我一手抱着团子,一手提着药箱,晃着身子跟在师父身后,穿过了长长的回廊,停在了莫孤言的面前。
偌大的水榭,却没有一个侍女或奴仆,莫孤言一手扶着轮椅,弯下腰一手勉强去够掉落在地的皮草。
玄色的宽袖上绣着好看的暗金色花纹,给人一种英气勃勃的感觉,正是传闻中镇国将军的一贯装束,可事实上穿着这套衣服的男人此刻手腕纤细得可怕,指骨突出,散发着病态的白色,无论怎么勉力,甚至连够不到地上的皮草。
“喵呜……”团子叫了一声。
我站在原地没有动。
从前,师父的药庐,也治过患有腿疾的人,那人总是持着拐杖围着药圃努力地走动,摔得身上青肿不堪。
“他明明知道如果向我们求助,我们完全可以帮他,可是他没有,为什么呢?”
师父看着我,眼眸第一次没有一丝温柔,严肃得可怕。
“因为那是他的尊严,然儿,他觉得自己可以做到,不需要别人帮忙,懂吗?”
我努力思考着师父的话,却无果,歪着头不知该怎么回答。
“然儿以后会懂的。”师父摸着我的头,笑道。
我那时想着,为了所谓的尊严却要承受本来不应该承受的痛苦,真是傻,就像此刻莫孤言一定知道我同师父已经站在他的面前了,可是他没有向我们求助。
莫孤言颤抖的指尖终于够到白色的皮草,起身的时候撑住轮椅的另一只手上青筋爆出,好几次我都认为他大概会直接这么摔下来,可是没有。
奇迹一般,莫孤言完好起身,拍净了皮草上的灰尘,重新覆在了膝盖上,随后双手十指交叉放在身前,淡淡地看向了师父与我。
“洛神医。
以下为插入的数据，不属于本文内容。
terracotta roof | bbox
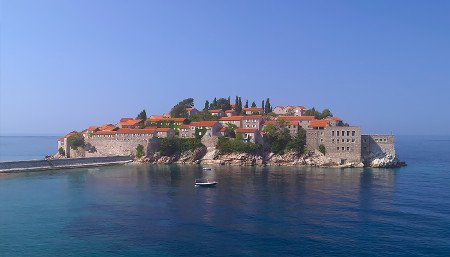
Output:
[277,116,315,121]
[116,128,155,134]
[93,131,117,135]
[147,115,186,122]
[287,106,306,110]
[99,124,116,130]
[309,120,328,128]
[189,121,218,127]
[236,128,258,133]
[326,117,342,121]
[120,120,142,126]
[242,107,262,112]
[156,128,172,132]
[87,126,100,131]
[219,116,246,121]
[242,115,262,119]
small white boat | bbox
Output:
[195,179,217,187]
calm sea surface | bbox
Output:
[0,137,450,256]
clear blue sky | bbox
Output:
[0,0,450,135]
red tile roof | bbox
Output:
[189,121,218,127]
[119,120,142,126]
[309,120,329,128]
[156,128,172,132]
[147,115,186,122]
[236,128,258,133]
[242,107,262,112]
[116,128,155,134]
[219,116,243,121]
[93,130,117,135]
[277,115,315,121]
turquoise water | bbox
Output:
[0,137,450,256]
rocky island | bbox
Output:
[53,97,405,167]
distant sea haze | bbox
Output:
[0,134,450,254]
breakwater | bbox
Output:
[0,156,133,173]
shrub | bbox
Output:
[217,137,261,154]
[159,138,203,156]
[136,144,144,158]
[319,145,327,155]
[67,133,85,150]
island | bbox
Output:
[51,96,405,168]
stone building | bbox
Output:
[242,107,263,115]
[306,127,362,163]
[241,115,264,130]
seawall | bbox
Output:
[0,156,133,173]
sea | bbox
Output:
[0,136,450,256]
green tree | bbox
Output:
[136,109,147,121]
[136,144,144,158]
[170,98,194,118]
[67,133,85,150]
[216,98,231,110]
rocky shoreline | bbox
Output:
[134,147,406,168]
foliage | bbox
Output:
[67,133,85,150]
[319,144,327,155]
[216,137,261,154]
[195,128,206,139]
[136,144,144,158]
[136,110,147,120]
[264,98,272,114]
[286,127,306,154]
[159,138,203,156]
[170,98,194,118]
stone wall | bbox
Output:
[306,127,362,163]
[361,135,396,161]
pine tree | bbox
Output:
[264,98,272,114]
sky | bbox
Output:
[0,0,450,135]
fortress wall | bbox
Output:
[361,135,395,160]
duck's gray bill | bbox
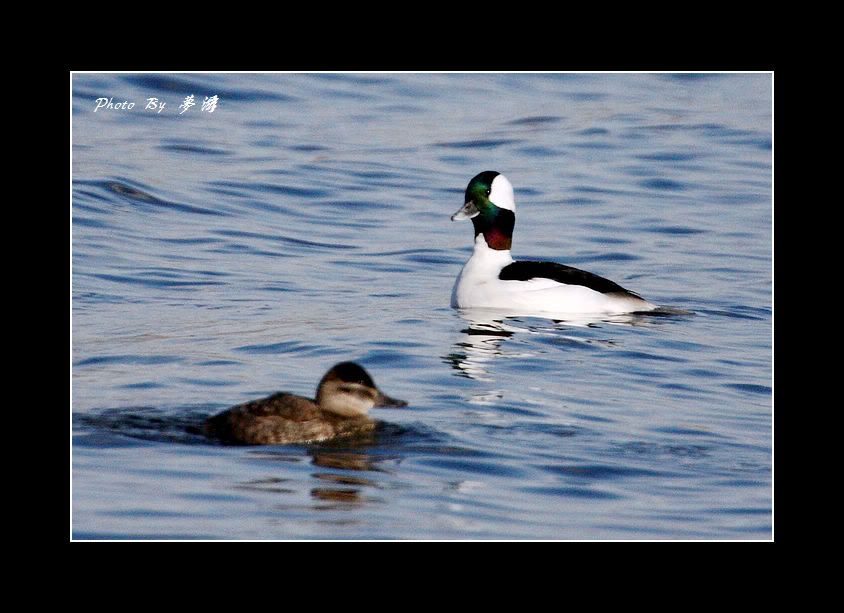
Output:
[375,392,407,407]
[451,200,480,221]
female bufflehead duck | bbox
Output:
[451,170,657,315]
[205,362,407,445]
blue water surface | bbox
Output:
[71,73,773,540]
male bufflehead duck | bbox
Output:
[451,170,657,315]
[205,362,407,445]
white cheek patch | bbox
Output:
[489,175,516,212]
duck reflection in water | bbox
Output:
[444,309,673,382]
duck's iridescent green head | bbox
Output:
[451,170,516,250]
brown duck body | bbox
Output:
[205,392,377,445]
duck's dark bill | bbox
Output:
[451,200,480,221]
[375,392,407,407]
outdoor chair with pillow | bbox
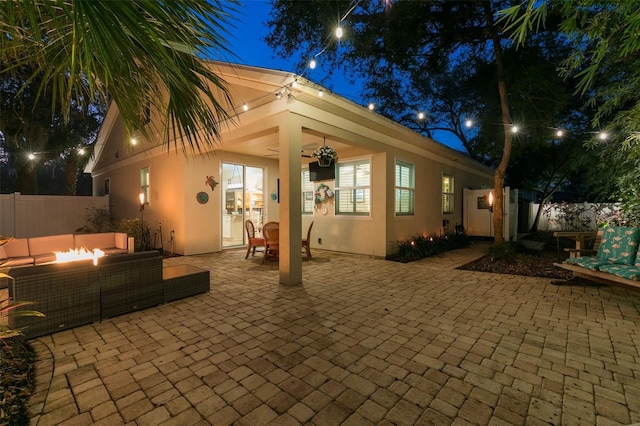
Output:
[244,219,264,259]
[302,221,313,259]
[262,222,280,263]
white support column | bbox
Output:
[278,113,302,285]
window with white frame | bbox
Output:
[442,173,455,213]
[396,160,416,216]
[140,167,149,204]
[302,169,315,214]
[335,159,371,216]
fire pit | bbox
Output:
[54,247,104,265]
[8,250,209,338]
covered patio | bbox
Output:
[25,244,640,425]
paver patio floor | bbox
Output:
[25,245,640,426]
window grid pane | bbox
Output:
[335,160,371,215]
[442,173,455,213]
[140,167,151,204]
[395,160,415,216]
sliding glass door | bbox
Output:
[220,163,264,248]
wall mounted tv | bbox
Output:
[309,161,336,182]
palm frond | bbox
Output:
[0,0,237,151]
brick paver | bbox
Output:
[21,244,640,426]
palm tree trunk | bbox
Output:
[484,2,512,244]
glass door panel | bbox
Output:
[220,163,264,248]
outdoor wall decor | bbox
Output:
[205,176,218,191]
[196,192,209,204]
[315,183,335,208]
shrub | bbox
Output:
[386,229,470,263]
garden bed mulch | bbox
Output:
[0,338,35,426]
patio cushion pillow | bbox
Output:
[565,256,609,271]
[600,263,640,281]
[596,226,640,265]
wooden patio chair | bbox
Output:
[244,219,264,259]
[302,221,313,259]
[262,222,280,263]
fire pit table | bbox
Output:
[8,251,209,338]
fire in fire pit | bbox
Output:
[54,247,104,265]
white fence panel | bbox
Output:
[0,192,109,238]
[529,202,620,231]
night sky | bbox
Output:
[219,0,463,150]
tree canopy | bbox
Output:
[0,0,236,155]
[501,0,640,224]
[266,0,608,236]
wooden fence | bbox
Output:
[0,192,109,238]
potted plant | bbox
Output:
[311,145,338,167]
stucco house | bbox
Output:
[87,62,493,284]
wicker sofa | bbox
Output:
[0,232,128,289]
[8,251,210,338]
[554,226,640,288]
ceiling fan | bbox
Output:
[265,145,313,158]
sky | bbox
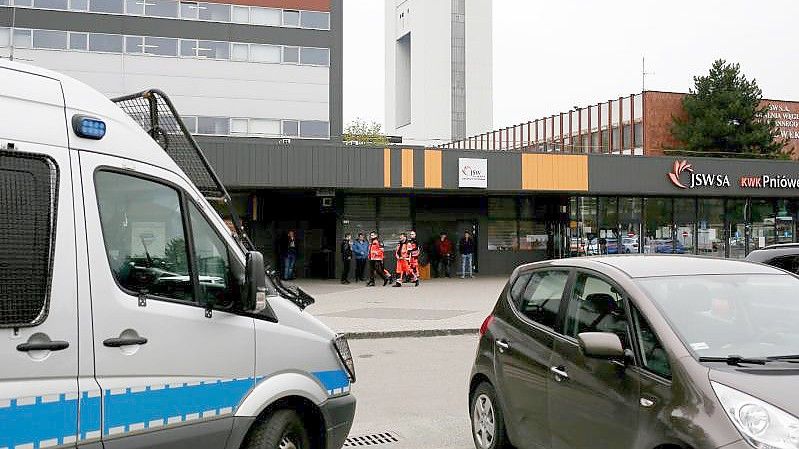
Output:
[344,0,799,135]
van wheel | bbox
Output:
[244,409,311,449]
[470,382,512,449]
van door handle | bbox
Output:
[103,337,147,348]
[17,340,69,352]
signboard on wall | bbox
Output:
[458,157,488,189]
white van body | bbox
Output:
[0,60,355,449]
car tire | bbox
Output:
[469,382,513,449]
[244,409,311,449]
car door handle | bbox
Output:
[549,366,569,382]
[494,339,510,352]
[17,340,69,352]
[103,337,147,348]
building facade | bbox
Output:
[0,0,343,142]
[385,0,493,145]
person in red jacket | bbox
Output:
[366,232,391,287]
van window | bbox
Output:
[0,151,58,327]
[95,171,194,301]
[189,204,238,306]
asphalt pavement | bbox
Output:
[345,335,477,449]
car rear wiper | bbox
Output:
[699,355,771,366]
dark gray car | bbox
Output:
[469,255,799,449]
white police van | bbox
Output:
[0,60,355,449]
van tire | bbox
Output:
[244,409,311,449]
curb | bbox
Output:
[344,328,479,340]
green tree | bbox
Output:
[672,59,787,157]
[342,118,388,145]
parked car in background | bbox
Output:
[746,243,799,274]
[468,255,799,449]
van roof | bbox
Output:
[0,59,189,180]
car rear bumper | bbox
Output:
[321,394,355,449]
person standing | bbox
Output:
[366,232,391,287]
[341,234,352,284]
[458,231,474,279]
[280,230,300,281]
[436,232,452,277]
[352,232,369,282]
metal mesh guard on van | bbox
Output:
[111,89,225,198]
[0,151,58,327]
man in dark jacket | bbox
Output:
[341,234,352,284]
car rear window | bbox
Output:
[0,151,58,327]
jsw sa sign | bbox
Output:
[458,157,488,189]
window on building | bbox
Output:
[300,120,330,139]
[283,9,300,27]
[250,44,280,63]
[283,47,300,64]
[89,0,125,14]
[33,30,67,50]
[89,33,125,53]
[250,6,282,26]
[197,117,230,136]
[69,33,89,50]
[283,120,300,137]
[300,11,330,30]
[95,172,194,301]
[300,47,330,66]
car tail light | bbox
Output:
[480,315,494,337]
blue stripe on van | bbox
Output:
[0,393,78,449]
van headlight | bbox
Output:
[710,382,799,449]
[333,334,355,383]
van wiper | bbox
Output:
[699,355,771,366]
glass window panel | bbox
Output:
[95,171,194,301]
[144,37,178,56]
[283,120,300,137]
[300,11,330,30]
[199,3,230,22]
[283,47,300,64]
[14,28,31,48]
[255,118,280,136]
[250,6,281,26]
[125,36,144,54]
[33,30,67,50]
[33,0,69,9]
[180,39,197,57]
[230,44,250,61]
[300,120,330,139]
[231,5,250,23]
[250,44,280,63]
[89,0,125,14]
[197,41,230,59]
[180,2,199,19]
[283,9,300,27]
[197,117,230,136]
[144,0,179,17]
[230,118,247,134]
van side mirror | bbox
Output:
[577,332,627,360]
[243,251,266,313]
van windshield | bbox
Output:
[637,274,799,358]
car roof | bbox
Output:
[528,254,784,278]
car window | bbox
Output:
[632,307,671,379]
[95,171,194,301]
[189,204,237,305]
[518,270,569,328]
[565,273,629,348]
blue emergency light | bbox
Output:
[72,115,105,140]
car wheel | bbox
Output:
[244,409,311,449]
[471,382,511,449]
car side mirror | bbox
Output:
[577,332,627,360]
[243,251,266,313]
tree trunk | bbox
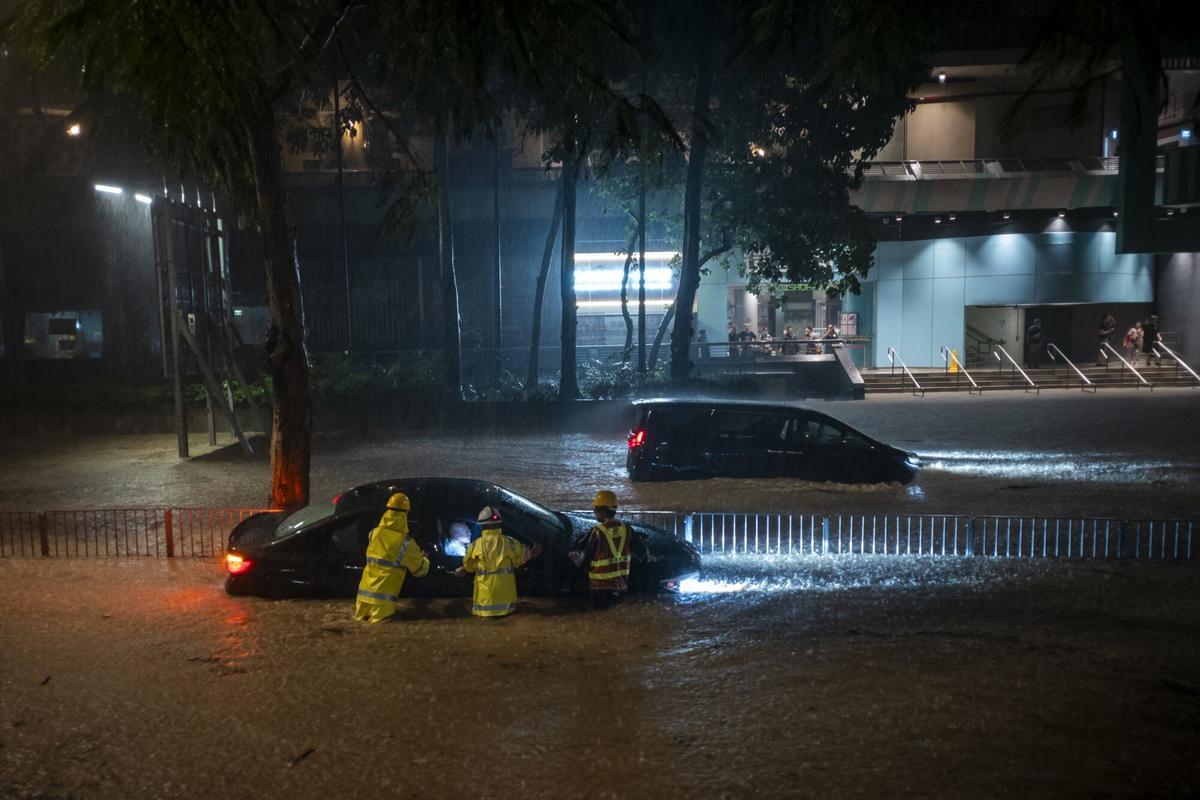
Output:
[637,164,646,374]
[433,121,462,397]
[247,114,312,509]
[671,26,714,381]
[526,166,566,395]
[649,299,678,369]
[620,231,646,363]
[492,139,504,375]
[0,233,25,391]
[558,155,583,401]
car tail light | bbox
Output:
[226,553,254,575]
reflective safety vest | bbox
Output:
[359,510,430,606]
[462,528,530,616]
[588,522,634,591]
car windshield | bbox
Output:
[497,489,563,534]
[275,503,336,539]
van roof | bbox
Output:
[634,397,812,413]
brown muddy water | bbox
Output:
[0,557,1200,800]
[0,389,1200,519]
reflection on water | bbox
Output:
[679,553,1054,602]
[920,450,1180,483]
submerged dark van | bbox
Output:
[625,401,917,483]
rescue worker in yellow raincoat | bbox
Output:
[569,489,649,610]
[455,506,541,618]
[354,492,430,622]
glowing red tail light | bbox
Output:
[226,553,254,575]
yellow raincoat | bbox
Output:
[354,509,430,622]
[462,528,530,616]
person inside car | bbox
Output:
[455,506,541,619]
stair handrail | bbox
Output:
[1100,342,1154,391]
[1151,342,1200,384]
[1046,342,1096,392]
[962,325,1006,360]
[888,347,925,397]
[942,344,983,397]
[991,344,1042,395]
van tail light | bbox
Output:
[226,553,254,575]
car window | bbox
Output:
[493,489,563,536]
[329,515,366,555]
[642,405,713,439]
[784,416,865,446]
[275,503,334,539]
[817,422,846,445]
[841,431,871,450]
[716,411,786,449]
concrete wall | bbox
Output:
[847,231,1153,367]
[1158,253,1200,363]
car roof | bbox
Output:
[343,477,499,494]
[634,397,828,416]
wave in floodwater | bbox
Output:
[920,450,1200,483]
[679,553,1054,602]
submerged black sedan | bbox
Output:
[226,477,700,597]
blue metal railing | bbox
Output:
[0,509,1200,561]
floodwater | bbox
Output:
[0,557,1200,800]
[0,391,1200,800]
[0,389,1200,518]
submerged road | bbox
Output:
[0,557,1200,800]
[0,390,1200,518]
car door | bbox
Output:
[646,405,720,477]
[814,417,869,482]
[313,511,369,597]
[714,409,784,477]
[490,487,568,595]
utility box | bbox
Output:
[1163,146,1200,205]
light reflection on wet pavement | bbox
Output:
[0,557,1200,800]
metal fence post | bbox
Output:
[1117,519,1134,559]
[162,509,175,559]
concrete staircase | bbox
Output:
[862,360,1200,395]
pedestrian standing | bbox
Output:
[738,323,758,355]
[822,323,838,353]
[354,492,430,622]
[454,506,541,618]
[570,491,646,610]
[1121,323,1141,363]
[1025,319,1042,369]
[1096,312,1117,367]
[758,327,775,355]
[780,325,799,355]
[1141,314,1163,367]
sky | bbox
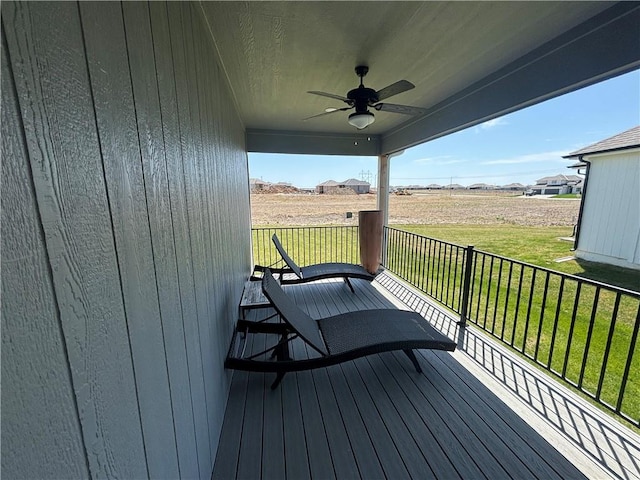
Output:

”他浅浅地笑了笑,额上有着薄汗。
风吹动鬓发,拂在苍白的面颊上,长长的睫毛投下一片阴影,他笑起来的时候脸上也是毫无血色的,唇色更是看起来触目惊心的憔悴。
用师父的话来说,大概便是,时日无多的表现。
师父没有动,侧目望向湖面。那里原先泛着涟漪的地方已经平复,镜子一般倒映着湛蓝的天空和苍茫的云。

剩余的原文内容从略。